Some time ago Adam wrote a fine piece about ethics in House, arguing that House’s apparently unethical behavior—his devotion to solving the intellectual puzzle of illness at the expense of obeying hospital rules or caring about the wellbeing of patients—is in fact the ethical attitude par excellence. Adam explains: “Only by practicing medicine for its own sake and not for the people, and directly enjoying its inherent satisfactions, can he ever hope to solve the hopelessly complicated cases that he is faced with.” You could derive a couple of ethical theories from this. Focussing on the part about “practicing medicine for its own sake” might lead you to something like Badiou’s claim in Ethics, that there is no such thing as ethics in general, but only the ethics of a particular situation, such that the only possible “medical ethics” is simply to practice medicine as well as possible.
The other position here focuses on House’s enjoyment; House’s ethics lie in embracing his enjoyment, rather than attempting to find some moralistic justification for his actions. Adam’s description of House enjoying medicine’s “inherent satisfactions” kind of aligns this with the Badiouian theory in that the ethical act depends on the specifics of the medical situation. But I think House would get the same enjoyment from some other intellectual pursuit; the medicine is at bottom extrinsic to House’s enjoyment. It would be interesting to consider the ethical implications of a character whose pursuit of an apparently praiseworthy pursuit hinges on an enjoyment that is extrinsic to, even at odds with, the apparent norms of that pursuit.
The Wire‘s Jimmy McNulty is just such a character. McNulty’s most prominent characteristic is his willingness to go uo against the Baltimore Police Department’s chain of command in order to pursue a case; but it’s not clear this is ever motivated merely by a desire to solve crimes. At the end of the first season, McNulty claims his pursuit of Barksdale was motivated by a desire to prove himself right; the beginning of the second season provides an even better example. In the first couple of episodes, McNulty spends a great deal of time and effort assembling information that ensures that murder investigations are opened into the deaths of 14 unknown women, something which he does, and with great pleasure, solely to fuck over his old commander, Major Rawls of the homicide unit, who will know have to deal with the statistical fallout of 14 unsolvable cases. What’s interesting here is that McNulty, employing the bureaucratic obstructions of the police department in order to pursue a personal vendetta, sets in motion a train of events that leads to these women being identified, and legal procedings against drug and human traffickers (the other impetus, it occours to me, is Major Valcheck’s even more petty vendetta against union boss Frank Sobotka).
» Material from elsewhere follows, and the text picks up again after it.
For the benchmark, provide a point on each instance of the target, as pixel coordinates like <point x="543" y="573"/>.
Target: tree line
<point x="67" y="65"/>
(Adam also talks about House‘s medical utopia, in which doctors, rather than insurance companies, make decisions about treatment. I wonder how much this TV image—not confined to House—leads people to accept those absurd ads currently on TV talking about Obama’s terrifying plan to introduce bureaucrats into the US health care system. Of course, the ads’ fantasy healthcare system in which medical decisions are made by doctors actually exists, but it’s not in the US, it’s in the UK, and doubtless every other country with socialized medicine.)